Dr Bissan Al-Lazikani, head of data science at The Institute of Cancer Research, reveals how the capability to integrate and analyze vast volumes of data is playing a vital role in the discovery of effective cancer drugs.
Cancer is a very human challenge. During their lifetime almost 40% of the world’s population will develop some form of the disease. But many in the cancer research community now believe a cure is likely to emerge not from pure biomedical research but from the intersection of cancer biology, mathematics, machine learning and data analytics. So it might not be surprising to find a data scientist leading a team of researchers, scientists and developers to find the drugs to effectively treat – and ultimately defeat – cancer.
The leap from biology to information technology isn’t that large. In fact Dr Bissan Al-Lazikani of The Institute of Cancer Research, notes that her field of computational biology has been around for more than 50 years. She says: “It’s come from the idea that in biology there is so much information. It became very clear that what we need to do is start applying mathematics and data analysis to the information that we’re collecting from biology.”

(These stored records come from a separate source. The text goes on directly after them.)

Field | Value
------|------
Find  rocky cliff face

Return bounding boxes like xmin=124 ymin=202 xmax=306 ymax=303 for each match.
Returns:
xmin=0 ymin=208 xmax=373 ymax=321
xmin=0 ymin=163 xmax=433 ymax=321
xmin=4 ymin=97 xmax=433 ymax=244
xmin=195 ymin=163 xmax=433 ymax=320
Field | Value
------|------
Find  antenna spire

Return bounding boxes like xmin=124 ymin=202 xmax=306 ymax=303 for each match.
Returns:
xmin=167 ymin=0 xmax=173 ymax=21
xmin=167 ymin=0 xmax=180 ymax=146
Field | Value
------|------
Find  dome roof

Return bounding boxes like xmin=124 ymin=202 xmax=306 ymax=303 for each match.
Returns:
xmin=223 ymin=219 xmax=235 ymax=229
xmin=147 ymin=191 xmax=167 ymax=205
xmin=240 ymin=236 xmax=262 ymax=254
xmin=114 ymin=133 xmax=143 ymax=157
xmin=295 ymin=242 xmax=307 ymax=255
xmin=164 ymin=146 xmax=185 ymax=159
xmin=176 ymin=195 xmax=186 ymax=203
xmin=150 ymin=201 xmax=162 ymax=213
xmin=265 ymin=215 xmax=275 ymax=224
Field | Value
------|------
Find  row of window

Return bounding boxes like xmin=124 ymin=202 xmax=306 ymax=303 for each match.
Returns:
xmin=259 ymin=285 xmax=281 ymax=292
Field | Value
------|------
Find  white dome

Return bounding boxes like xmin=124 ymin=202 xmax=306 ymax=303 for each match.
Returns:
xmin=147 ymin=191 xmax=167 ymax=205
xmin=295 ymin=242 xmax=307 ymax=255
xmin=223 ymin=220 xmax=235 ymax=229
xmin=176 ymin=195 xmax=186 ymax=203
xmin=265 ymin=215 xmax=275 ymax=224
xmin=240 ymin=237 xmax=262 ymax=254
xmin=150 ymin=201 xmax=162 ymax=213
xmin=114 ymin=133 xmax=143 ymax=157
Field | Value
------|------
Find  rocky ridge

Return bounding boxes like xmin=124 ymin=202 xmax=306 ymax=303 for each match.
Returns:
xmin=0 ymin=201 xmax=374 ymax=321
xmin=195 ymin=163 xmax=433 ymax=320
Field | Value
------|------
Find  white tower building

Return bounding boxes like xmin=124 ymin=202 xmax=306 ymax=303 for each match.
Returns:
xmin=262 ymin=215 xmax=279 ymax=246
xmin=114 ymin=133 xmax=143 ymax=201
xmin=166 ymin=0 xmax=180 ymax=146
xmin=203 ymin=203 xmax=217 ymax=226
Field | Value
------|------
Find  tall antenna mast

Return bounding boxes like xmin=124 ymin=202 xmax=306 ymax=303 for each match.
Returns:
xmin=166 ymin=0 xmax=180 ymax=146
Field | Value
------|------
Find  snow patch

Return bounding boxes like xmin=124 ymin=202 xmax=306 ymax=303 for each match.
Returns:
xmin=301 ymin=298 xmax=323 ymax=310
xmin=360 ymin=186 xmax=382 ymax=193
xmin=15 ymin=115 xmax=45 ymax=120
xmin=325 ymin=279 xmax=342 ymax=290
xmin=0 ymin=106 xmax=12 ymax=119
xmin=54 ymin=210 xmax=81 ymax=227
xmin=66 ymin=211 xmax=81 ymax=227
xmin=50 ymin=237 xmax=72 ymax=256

And as head of data science at the ICR, Al-Lazikani works with huge amounts of data generated by patients during their cancer diagnosis and treatment. “We are now capable of collecting amounts of data that we never thought were possible before,” says Al-Lazikani. She reveals that if her team were able to collect all the information they need about a patient to allow for tailored treatment, it would be around 50 terabytes per person. To put that in perspective, she explains: “That compares with 45 terabytes of data generated by the Hubble Space Telescope in 20 years of its operation.”
And while Al-Lazikani and her team might not yet be collecting those kinds of volumes for each patient, they are dealing with petabytes of data pulled from a variety of sources, including patient samples, genomic sequencing, medical images, lab results, experimental data and pharmacological data.
Al-Lazikani is far from concerned about the possibility of drowning in data, in fact she says: “What’s great about data science and data scientists is that we are infinitely data hungry. You can’t give us too much data.”Smarter, faster decisions
The benefits of collecting and analyzing increasingly large amounts of data far outweigh the technical challenges such as storing it. She says: “You can start becoming a lot smarter about what kind of treatment you can provide to the patients in order to address the specific disease that they have. We are starting to really understand the complexities of cancer at a level that is unprecedented. This has really revolutionised the way we do drug discovery.”
It is Al-Lazikani’s computational background that is the key to helping solve the problem of finding effective drugs to treat cancer, as her expertise could help speed up the process of cancer drug discovery. She explains that big data analysis is now used to decide where scientists should invest their efforts: “We have so many possible avenues to explore for drug discovery and any one of them could take us down many years and many hundreds of hours of scientists’ time – and we could end up at a dead end. So the question we asked is: ‘Is there a way to use the entirety of the public knowledge that we have to help us make better decisions and really focus our efforts on avenues that are more likely to deliver for cancer drug discovery?’ And so the first challenge was actually bringing all of this data together.”
Al-Lazikani and her team developed the world’s largest cancer disease knowledge base, canSAR, to house all the information they have collected. The platform – essentially a public service engine on cancer – collates and integrates the data taken from different areas of science. This has meant staff can ‘ask’ the platform questions and receive answers rapidly, rather than the weeks it would have taken to work out manually. CanSAR is a public resource and has been accessed by almost 200,000 scientists worldwide.Data sharing
The practice of sharing patient data is often met with reservation at best and panic and refusal at worst. Al-Lazikani admits it is not always seen in the best light: “Data sharing can end up, especially the way that it’s represented sometimes in the media, as a total Pandora’s box of nightmares.”
However, in reality it isn’t such a dramatic challenge in the cancer drug discovery field. Al-Lazikani says data issues are typically broken down into two concerned parties: the patients whose data is being used and the pharmaceutical companies who want the IP for a drug. Due to ICR’s status as an academic non-for-profit institute it can work precompetitively and share its knowledge with the community.
She says: “There is so much to do in cancer research and cancer drug discovery, we can’t afford to be protective. And the nice thing is that over the past five years even pharmaceutical companies are now increasingly working in this precompetitive mode. I think there is now a wide acceptance, certainly in drug discovery, that it’s really important to share this early knowledge and focus the IP much later downstream with the drugs themselves.”
Referencing patient data, Al-Lazikani says a lot of the research undertaken by ICR is based on anonymized data. She has found that often patients are keen to release their data for analysis as they can see the benefit to themselves and the wider community. And in fact it’s often researchers who are more sensitive about compliance issues. Looking to the future Al-Lazikani believes the answer is to involve patients more and more in the research and to have open conversations about the use of data. She says: “The more data we are gathering, the more patients we are profiling, the smarter the computer algorithms: the better we are becoming at discovering drugs for cancer.”